Material and methods

Study design

There were 104 patients selected for performing the retrospective study. They received definitive treatment according to NCCN standards [5]. The treatment was carried out in the Sumy Regional Clinical Oncology Center (Ukraine) during 2014–2018. Exclusion criteria were neoadjuvant chemotherapy or radiation therapy, positive resection margins, and the appearance of a new malignancy. The study group did not include patients with stage IA and some with stage IB who did not require or had contraindications to adjuvant chemotherapy. Patients with grade 3 or more complications after surgery, such as air leakage, atelectasis, pneumonia, chylothorax, arrhythmia, bronchopleural fistula, and cerebral infarction, were excluded from the study (Fig. 1).

Fig. 1

Flow chart of population cohort selection

/f/fulltexts/WO/48051/WO-26-48051-g001_min.jpg

Data on age, sex, smoking status, category T, category N, primary tumor size, stage of disease, lymphovascular invasion, histological variant, histological differentiation, marital status, and Eastern Cooperative Oncology Group performance score were taken from the medical records. Immunohistochemistry was performed using tumor tissue obtained from postoperative material. According to age at the time of diagnosis, patients were divided into two groups: ≤ 60 years and > 60 years. Disease stages, categories T and N, were determined according to the eighth edition of the TNM classification [12]. According to the histology and histological differentiation, patient distribution was performed based on World Health Organization data on the classification of lung tumors (2015) [13].

Histology

Paraffin blocks of lung cancer were taken from the archives of the Sumy Regional Clinical Oncology Center. Serial sections with a thickness of 4–5 µm were stained with Mayer’s hematoxylin and eosin.

Immunohistochemistry

Serial sections with a thickness of 4 µm were applied to the SuperFrost adhesive slides (Thermo Scientific, USA). The deparaffined sections were subjected to antigen unmasking by heat treatment in 0.1 M citrate buffer (pH 6.0) at 95–98°C. The Ul-traVision Quanto Detection System HRP Polymer (Thermo Scientific, USA) was used to visualize the immunohistochemical (IHC) reaction. Endogenous peroxidase activity was blocked by 3% hydrogen peroxide. Ultra V Block was used to prevent non-specific reaction and background staining. The reaction was amplified with Primary Antibodies Amplifier Quanto. Diaminobenzidine was used as a chromogen. The nuclei were counter-stained with Mayer’s hematoxylin. Primary antibodies against PD-L1 (Master Diagnostica, clone Cal-10, dilution 1 : 50), EGFR (Thermo Scientific, clone EP38Y, dilution 1 : 100), p53 (Master Diagnostica, clone SP5, dilution 1 : 50), Ki-67 (Thermo Scientific, clone SP6, dilution 1 : 200) and ALK (Abcam, clone ab37807, dilution 1 : 100) were used. At least six different fields of view (FOV) with a diameter of 1 mm were analyzed for each sample. The immunohistochemical results were presented as the mean number of positive cells per field of view.

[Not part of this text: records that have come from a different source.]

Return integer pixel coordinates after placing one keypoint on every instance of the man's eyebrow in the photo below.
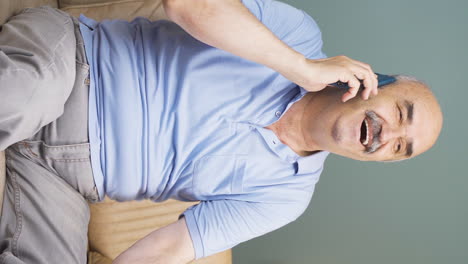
(409, 149)
(409, 111)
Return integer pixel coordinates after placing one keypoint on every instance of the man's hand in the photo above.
(168, 245)
(315, 75)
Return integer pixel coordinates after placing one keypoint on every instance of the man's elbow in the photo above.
(188, 12)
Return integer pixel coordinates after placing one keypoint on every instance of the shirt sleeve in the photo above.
(293, 26)
(215, 226)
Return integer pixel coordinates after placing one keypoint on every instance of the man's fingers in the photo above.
(365, 73)
(354, 85)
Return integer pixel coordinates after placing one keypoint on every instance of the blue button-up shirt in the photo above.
(172, 117)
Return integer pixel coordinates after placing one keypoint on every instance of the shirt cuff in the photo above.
(194, 233)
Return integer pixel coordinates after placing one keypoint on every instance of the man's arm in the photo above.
(168, 245)
(229, 25)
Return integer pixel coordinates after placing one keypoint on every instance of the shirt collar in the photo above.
(305, 165)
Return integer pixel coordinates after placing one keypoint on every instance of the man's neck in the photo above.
(289, 127)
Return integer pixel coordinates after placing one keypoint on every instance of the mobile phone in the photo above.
(382, 79)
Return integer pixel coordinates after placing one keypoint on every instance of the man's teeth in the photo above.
(367, 133)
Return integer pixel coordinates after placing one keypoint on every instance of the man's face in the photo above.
(402, 121)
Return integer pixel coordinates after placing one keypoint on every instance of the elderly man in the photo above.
(229, 105)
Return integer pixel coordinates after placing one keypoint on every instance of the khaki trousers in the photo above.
(43, 127)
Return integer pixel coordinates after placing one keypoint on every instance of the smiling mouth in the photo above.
(365, 132)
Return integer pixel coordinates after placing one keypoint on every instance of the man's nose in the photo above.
(388, 133)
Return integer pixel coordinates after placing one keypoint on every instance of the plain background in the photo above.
(411, 212)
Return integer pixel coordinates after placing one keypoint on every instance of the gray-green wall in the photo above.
(371, 213)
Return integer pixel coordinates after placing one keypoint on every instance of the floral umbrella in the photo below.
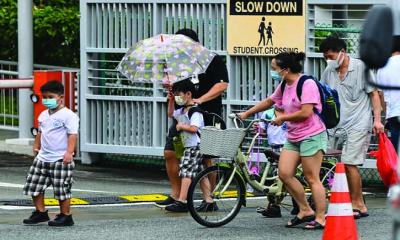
(165, 58)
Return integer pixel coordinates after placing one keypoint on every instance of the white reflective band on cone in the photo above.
(340, 210)
(340, 183)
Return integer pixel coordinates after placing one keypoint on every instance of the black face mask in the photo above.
(376, 40)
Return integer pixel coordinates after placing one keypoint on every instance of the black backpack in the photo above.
(330, 114)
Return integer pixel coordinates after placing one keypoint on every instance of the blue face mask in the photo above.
(275, 76)
(50, 103)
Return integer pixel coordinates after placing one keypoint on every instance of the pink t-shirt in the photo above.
(290, 103)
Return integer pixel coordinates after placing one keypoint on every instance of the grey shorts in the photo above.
(172, 132)
(191, 163)
(43, 174)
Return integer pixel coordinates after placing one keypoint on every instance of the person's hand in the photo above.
(179, 126)
(35, 151)
(197, 101)
(171, 95)
(277, 121)
(257, 127)
(243, 115)
(378, 127)
(68, 157)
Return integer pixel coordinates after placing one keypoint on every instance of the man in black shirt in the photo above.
(209, 89)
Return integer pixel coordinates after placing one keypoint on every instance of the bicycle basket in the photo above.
(221, 143)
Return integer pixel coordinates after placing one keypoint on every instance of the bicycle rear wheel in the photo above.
(226, 191)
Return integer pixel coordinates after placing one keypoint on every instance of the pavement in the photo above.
(143, 220)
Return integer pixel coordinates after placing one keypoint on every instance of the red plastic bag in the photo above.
(386, 160)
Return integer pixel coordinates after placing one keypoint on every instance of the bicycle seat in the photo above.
(272, 155)
(333, 153)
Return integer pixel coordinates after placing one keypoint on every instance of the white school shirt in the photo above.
(189, 139)
(55, 129)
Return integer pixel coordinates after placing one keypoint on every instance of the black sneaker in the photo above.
(177, 206)
(207, 207)
(272, 211)
(166, 202)
(37, 217)
(62, 220)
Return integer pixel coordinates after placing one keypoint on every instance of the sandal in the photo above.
(358, 214)
(313, 225)
(296, 221)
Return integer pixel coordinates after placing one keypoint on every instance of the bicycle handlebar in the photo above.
(235, 118)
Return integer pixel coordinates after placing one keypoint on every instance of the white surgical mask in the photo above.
(180, 101)
(334, 64)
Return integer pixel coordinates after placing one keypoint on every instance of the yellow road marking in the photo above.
(144, 198)
(233, 193)
(74, 201)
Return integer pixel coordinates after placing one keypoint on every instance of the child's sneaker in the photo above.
(62, 220)
(162, 204)
(177, 206)
(37, 217)
(207, 207)
(272, 211)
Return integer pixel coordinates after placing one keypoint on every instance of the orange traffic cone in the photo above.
(340, 223)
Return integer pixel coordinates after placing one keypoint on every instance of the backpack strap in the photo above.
(299, 88)
(193, 110)
(283, 85)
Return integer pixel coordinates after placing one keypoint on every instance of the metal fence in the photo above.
(121, 118)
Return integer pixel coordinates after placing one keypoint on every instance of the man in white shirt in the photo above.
(54, 149)
(389, 75)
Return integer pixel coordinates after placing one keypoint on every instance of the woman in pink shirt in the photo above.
(306, 136)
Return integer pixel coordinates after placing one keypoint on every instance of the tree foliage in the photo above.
(55, 30)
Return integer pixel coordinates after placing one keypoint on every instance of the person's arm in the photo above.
(36, 144)
(377, 109)
(305, 112)
(261, 106)
(375, 101)
(68, 156)
(187, 128)
(213, 93)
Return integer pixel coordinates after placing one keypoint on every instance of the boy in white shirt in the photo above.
(54, 149)
(389, 75)
(190, 123)
(276, 136)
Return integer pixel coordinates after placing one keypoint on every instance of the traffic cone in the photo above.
(340, 223)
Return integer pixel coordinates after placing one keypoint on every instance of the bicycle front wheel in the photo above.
(224, 188)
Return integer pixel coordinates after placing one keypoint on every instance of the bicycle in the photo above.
(230, 175)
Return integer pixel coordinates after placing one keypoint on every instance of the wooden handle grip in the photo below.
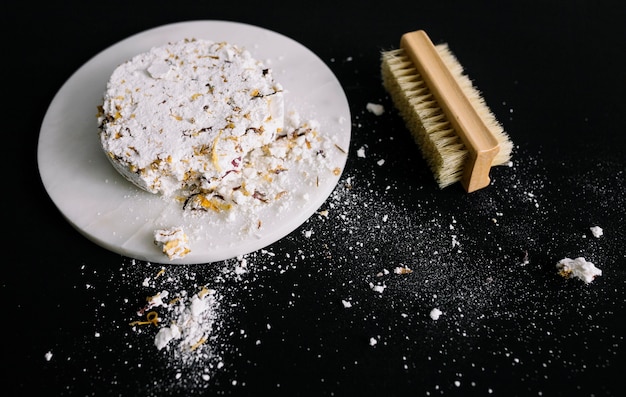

In cases of positive staining for PD-L1, a clear membrane response was detected in tumor cells with a complete or partial cytoplasmic environment of any intensity (Fig. 1). In our calculations, we did not consider a positive reaction in the immune cells of the tumor microenvironment (lymphocytes, macrophages). We also ignored the cytoplasmic response to PD-L1 in tumor cells.

Epidermal growth factor receptor-immunoreactivity was scored based on membranous and/or cytoplasmic staining (Fig. 1), as follows: 0, no staining or faint staining in < 10% of tumor cells; 1+, weak staining in 10% of tumor cells; 2+, moderate staining in 10% of tumor cells; 3+, strong staining in 10% of tumor cells [14].

A positive result of ALK staining of lung tumor tissue samples was positive cytoplasmic staining of tumor cells, often in the form of lumps inside the cytoplasm and/or with a membrane component (Fig. 1). The classical H-score scale with a graduation of 0–3 with the multiplication of the percentage of positive-stained cells (range 0–300) was used for evaluation. A positive reaction was considered as 200–300 (+3) [15].

The p53 protein was found in the nuclei of lung tumor cells and was more often combined with poorly differentiated tumors with pronounced manifestations of cellular atypia (Fig. 1). Evaluation of p53 was performed by counting the percentage of stained cells in 6 different FOV with a diameter of 1 mm. Ki-67 also had nuclear localization in the case of positive staining of tumor cells (Fig. 1). The evaluation of immunohistochemistry results was similar to that for p53 protein.

Follow-up of patients after surgical treatment and adjuvant chemotherapy

Patients were monitored according to local practice. The first computed tomography was performed one month after surgery. Subsequently, this examination was repeated every three months for the first three years, then every six months for two years. After five years after the operation, computed tomography was performed once a year. Magnetic resonance imaging of the brain, ultrasound of the neck, abdominal cavity, pelvis, and bone scans were performed as needed in case of suspicion of recurrence of the disease.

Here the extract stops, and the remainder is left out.